Dada por Lei Ordinária nº 3.108, de 19 de novembro de 2014

Autoriza o Poder Executivo a desenvolver ações e aporte de contrapartida municipal para implementar o Programa Carta de Crédito - Recursos FGTS na modalidade produção de unidades habitacionais, operações coletivas, e dá outras providências.

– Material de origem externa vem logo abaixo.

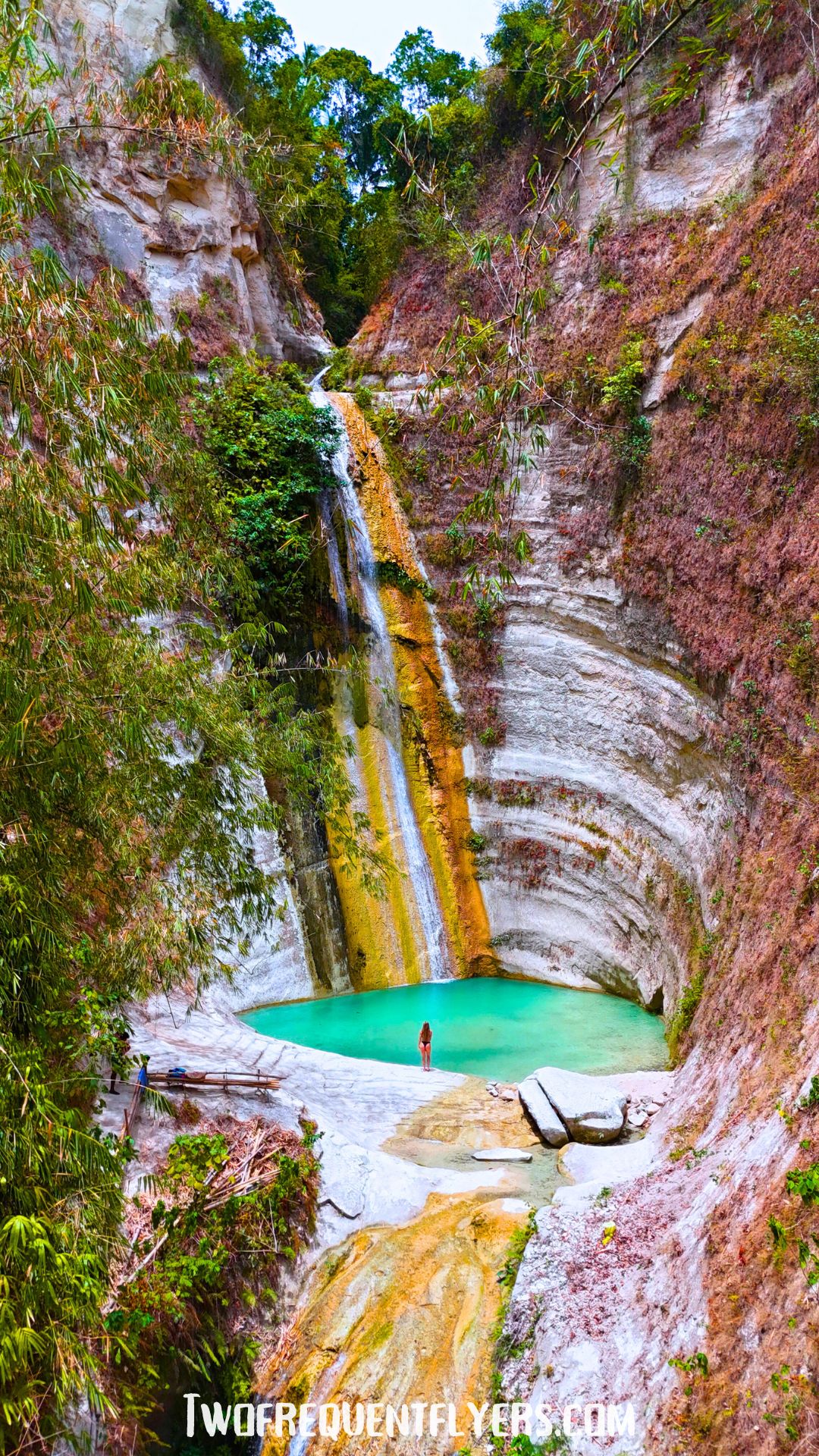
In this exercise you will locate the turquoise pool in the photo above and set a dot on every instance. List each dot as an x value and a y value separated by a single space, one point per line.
490 1027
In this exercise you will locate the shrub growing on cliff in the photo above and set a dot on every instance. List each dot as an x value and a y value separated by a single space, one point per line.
127 770
273 450
175 1310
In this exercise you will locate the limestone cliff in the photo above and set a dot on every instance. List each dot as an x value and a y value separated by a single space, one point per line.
643 736
188 235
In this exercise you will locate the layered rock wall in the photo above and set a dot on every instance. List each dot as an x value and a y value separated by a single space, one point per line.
186 232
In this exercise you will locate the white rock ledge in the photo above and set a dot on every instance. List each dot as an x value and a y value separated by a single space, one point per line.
357 1104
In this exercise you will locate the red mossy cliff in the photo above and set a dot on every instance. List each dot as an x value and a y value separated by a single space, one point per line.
651 691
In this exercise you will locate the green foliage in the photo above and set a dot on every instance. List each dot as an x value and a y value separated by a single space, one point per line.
392 574
334 126
273 450
174 1315
623 388
692 1365
793 359
686 1011
803 1183
803 655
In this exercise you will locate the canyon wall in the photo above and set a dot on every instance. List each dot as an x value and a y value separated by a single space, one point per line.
643 721
187 232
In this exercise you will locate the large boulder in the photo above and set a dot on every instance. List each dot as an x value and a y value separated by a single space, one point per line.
592 1109
542 1112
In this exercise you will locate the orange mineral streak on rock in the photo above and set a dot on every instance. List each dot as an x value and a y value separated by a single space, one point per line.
430 747
401 1315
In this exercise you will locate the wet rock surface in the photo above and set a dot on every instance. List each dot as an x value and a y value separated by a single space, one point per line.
542 1112
591 1109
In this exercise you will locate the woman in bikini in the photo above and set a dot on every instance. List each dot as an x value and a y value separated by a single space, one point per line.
426 1046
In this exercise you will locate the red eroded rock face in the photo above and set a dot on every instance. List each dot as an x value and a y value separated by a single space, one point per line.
624 835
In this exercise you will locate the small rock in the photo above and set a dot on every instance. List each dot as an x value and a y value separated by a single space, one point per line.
502 1155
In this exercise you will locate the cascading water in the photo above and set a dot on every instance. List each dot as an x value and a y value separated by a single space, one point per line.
420 948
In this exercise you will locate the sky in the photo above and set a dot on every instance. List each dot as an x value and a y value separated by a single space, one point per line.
375 27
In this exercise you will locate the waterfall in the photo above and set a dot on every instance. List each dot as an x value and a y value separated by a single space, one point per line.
379 767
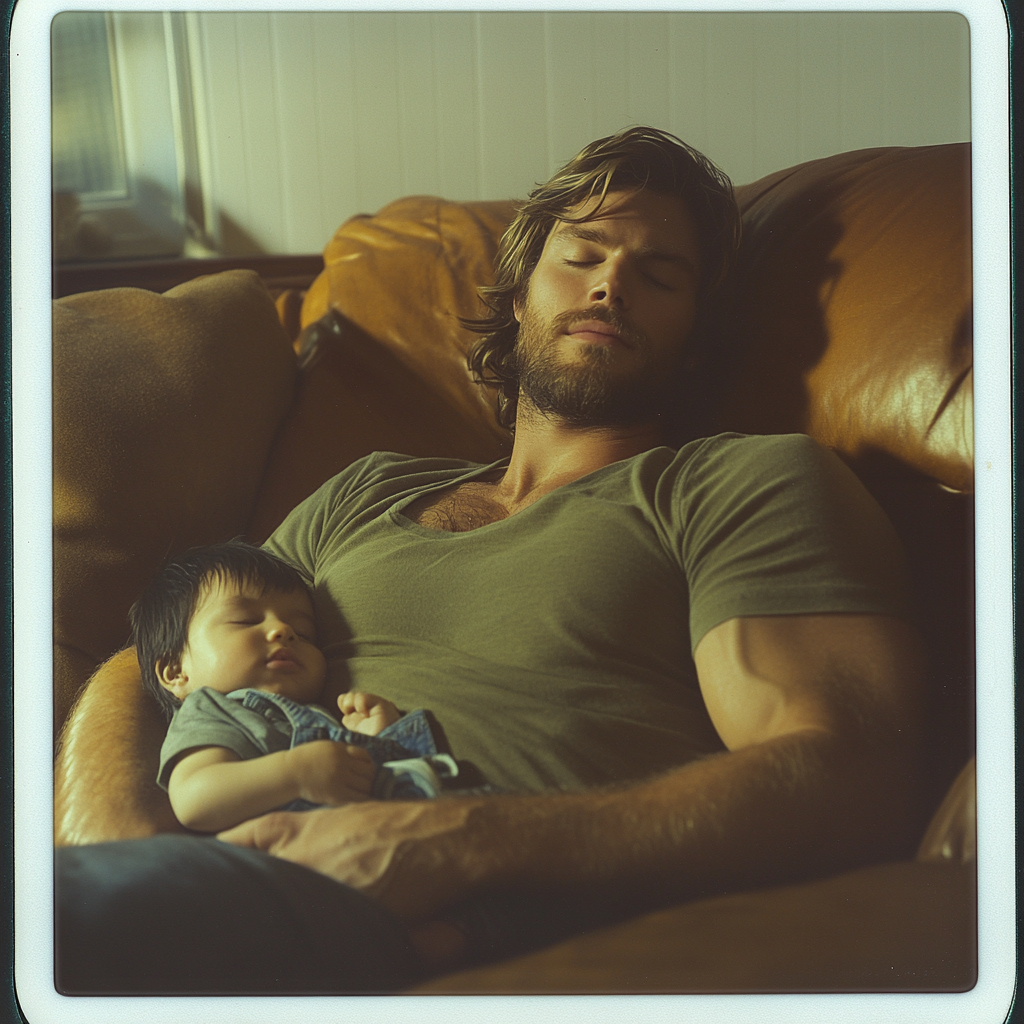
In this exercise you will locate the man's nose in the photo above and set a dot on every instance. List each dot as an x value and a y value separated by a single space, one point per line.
609 289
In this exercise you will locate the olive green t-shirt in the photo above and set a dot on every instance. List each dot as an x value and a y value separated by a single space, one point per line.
554 647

    O Prefeito do Município de Carlos Barbosa, Estado do Rio Grande do Sul, no uso de suas atribuições legais,
    Faço Saber que o Poder Legislativo Municipal aprovou e eu, em cumprimento ao que dispõe o artigo 69, incisos II e V da Lei Orgânica Municipal, sanciono e promulgo a seguinte Lei:

      Art. 1º. 

      Fica o Poder Executivo autorizado a desenvolver todas as ações necessárias para a construção de unidades habitacionais para atendimento aos cidadãos necessitados, implementadas por intermédio do Programa Carta de Crédito - Recursos FGTS na modalidade produção de unidades habitacionais, operações coletivas, criado pela Resolução 460/04 do Conselho Curador do FGTS e Instruções Normativas do Ministério das Cidades.

        Art. 2º. 

        Para a implementação do programa, fica o Poder Executivo autorizado a celebrar Termo de Cooperação com a Caixa Econômica Federal - CAIXA, nos termos da minuta anexa, que da presente lei é parte integrante, cujos beneficiários deverão atender e cumprir os requisitos do Programa da Caixa.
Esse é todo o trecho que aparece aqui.